Under the new infrastructure plan, the government plans to step up awards of road construction projects by 19% year-on-year to 9,500 km in FY13. While the National Highway Authority had awarded road projects worth nearly 7000 km in FY12, meeting last year’s target; a closer look at the actual road completion over last two years indicates that awarding road projects has not translated into smooth roadways that connect hinterlands to the cities.
Road completion in the past two years has been less than 2000 km per year. “At this rate, it would take a little more than 16 years (2028) to complete the current quota of roads, even if the NHAI does not revise its current total target of 48254km,” said Religare Capital Markets Ltd in a recent report.
The government plans to add 18,000 megawatts (MW) of power generation in FY13 and the prime minister’s website shows that capacity addition was at 20,501 MW in 2011-12, much above the targeted amount of 17,601 MW. But, what is the point of capacity addition when coal linkages are not in place?

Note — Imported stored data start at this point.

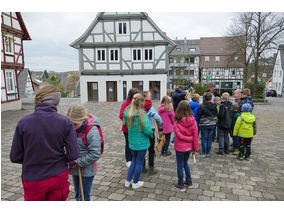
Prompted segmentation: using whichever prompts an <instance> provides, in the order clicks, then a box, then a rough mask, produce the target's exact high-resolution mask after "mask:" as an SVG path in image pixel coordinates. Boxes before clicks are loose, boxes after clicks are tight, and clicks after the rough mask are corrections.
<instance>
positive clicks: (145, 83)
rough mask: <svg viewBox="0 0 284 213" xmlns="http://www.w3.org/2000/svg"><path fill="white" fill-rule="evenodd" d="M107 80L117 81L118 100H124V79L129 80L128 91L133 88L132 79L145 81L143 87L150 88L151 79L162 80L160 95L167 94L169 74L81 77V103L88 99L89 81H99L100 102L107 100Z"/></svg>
mask: <svg viewBox="0 0 284 213" xmlns="http://www.w3.org/2000/svg"><path fill="white" fill-rule="evenodd" d="M106 81H117V101H123V81H127V93H128V91H129V90H130V89H131V88H132V81H143V87H144V88H143V89H144V90H149V81H160V82H161V83H160V97H161V98H162V97H163V96H165V95H166V94H167V75H166V74H160V75H124V76H108V75H104V76H92V75H82V76H81V77H80V93H81V103H85V102H87V101H88V88H87V83H88V82H98V95H99V102H106Z"/></svg>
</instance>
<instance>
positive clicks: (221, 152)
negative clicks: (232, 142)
mask: <svg viewBox="0 0 284 213" xmlns="http://www.w3.org/2000/svg"><path fill="white" fill-rule="evenodd" d="M216 154H217V155H224V152H222V151H218V152H216Z"/></svg>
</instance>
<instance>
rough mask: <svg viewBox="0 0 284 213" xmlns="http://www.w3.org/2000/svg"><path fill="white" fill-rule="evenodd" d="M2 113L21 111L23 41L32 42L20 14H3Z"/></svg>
mask: <svg viewBox="0 0 284 213" xmlns="http://www.w3.org/2000/svg"><path fill="white" fill-rule="evenodd" d="M1 34H2V42H1V44H2V45H1V111H5V110H18V109H21V107H22V106H21V101H20V94H19V85H18V76H19V75H20V73H21V72H22V71H23V69H24V66H25V63H24V50H23V41H24V40H31V38H30V35H29V33H28V31H27V29H26V26H25V23H24V21H23V18H22V15H21V13H19V12H2V13H1Z"/></svg>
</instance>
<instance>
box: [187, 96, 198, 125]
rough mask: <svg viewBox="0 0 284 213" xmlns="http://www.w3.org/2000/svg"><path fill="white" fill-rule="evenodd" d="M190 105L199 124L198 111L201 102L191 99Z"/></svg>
mask: <svg viewBox="0 0 284 213" xmlns="http://www.w3.org/2000/svg"><path fill="white" fill-rule="evenodd" d="M189 105H190V108H191V111H192V113H193V115H194V118H195V120H196V123H197V126H198V125H199V121H198V118H197V113H198V110H199V106H200V104H199V103H198V102H195V101H190V102H189Z"/></svg>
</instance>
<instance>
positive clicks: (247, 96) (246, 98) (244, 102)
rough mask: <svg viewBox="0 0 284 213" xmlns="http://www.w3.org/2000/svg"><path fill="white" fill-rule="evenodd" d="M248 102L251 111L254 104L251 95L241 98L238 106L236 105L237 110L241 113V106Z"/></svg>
mask: <svg viewBox="0 0 284 213" xmlns="http://www.w3.org/2000/svg"><path fill="white" fill-rule="evenodd" d="M246 103H248V104H250V105H251V111H250V112H252V111H253V108H254V104H253V102H252V97H251V96H247V97H245V98H241V101H240V102H239V103H238V104H239V107H238V112H239V113H241V112H242V107H243V105H244V104H246Z"/></svg>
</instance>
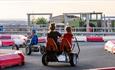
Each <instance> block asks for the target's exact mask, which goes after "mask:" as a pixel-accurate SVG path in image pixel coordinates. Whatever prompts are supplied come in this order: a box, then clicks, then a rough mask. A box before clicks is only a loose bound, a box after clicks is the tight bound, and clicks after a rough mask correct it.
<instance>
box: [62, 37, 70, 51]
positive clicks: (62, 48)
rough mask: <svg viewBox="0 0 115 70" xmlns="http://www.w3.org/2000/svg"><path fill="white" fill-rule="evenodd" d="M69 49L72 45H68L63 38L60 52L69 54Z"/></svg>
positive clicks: (62, 39)
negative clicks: (68, 52) (65, 52)
mask: <svg viewBox="0 0 115 70" xmlns="http://www.w3.org/2000/svg"><path fill="white" fill-rule="evenodd" d="M71 48H72V45H71V44H70V42H69V41H68V40H67V39H65V38H63V39H62V42H61V46H60V50H61V51H66V52H71Z"/></svg>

Total coal production achieved in FY12 was 539 million tonnes (MT), short of 554 MT target. The government has also said that Coal India will dispatch 470 MT of coal to all the sectors in FY13, an increase of 8.8% year-on-year. This again may not materialize given Coal India’s track record. As it is, Coal India said that it can assure only 60% of coal supply to power plants, against the 80% directed by the government.
The government has also fallen short of capacity creation and investments in the much needed ports sector because of regulatory hurdles, security reasons and poor infrastructure. In 2011-12, government had targeted 226.4 MT of capacity addition but achieved only 79.3 MT. The government also did not deliver on the investment front as only 50% of the target was achieved in FY12. If history is anything to go by, it is highly unlikely that the government will be able to meet Rs 14,500 crore investment and 224 MT capacity addition target in the ports sector in FY13.
The prime minister has announced a dedicated freight corridor (DFC) for Sonnagur - Dankuni stretch, but again this may not solve the freight traffic problem. Religare Capital Markets Ltd added, “DFCs are still at least 6 to 7 years away, even on paper. Until then our 230,000 wagons would travel 10 hours per day at a mean speed of 23 km.”
As Barclays points out, the “current decision by the government may at the very least increase the pace of tendering of key projects. However, land acquisition issues remain the key to the execution of these projects.”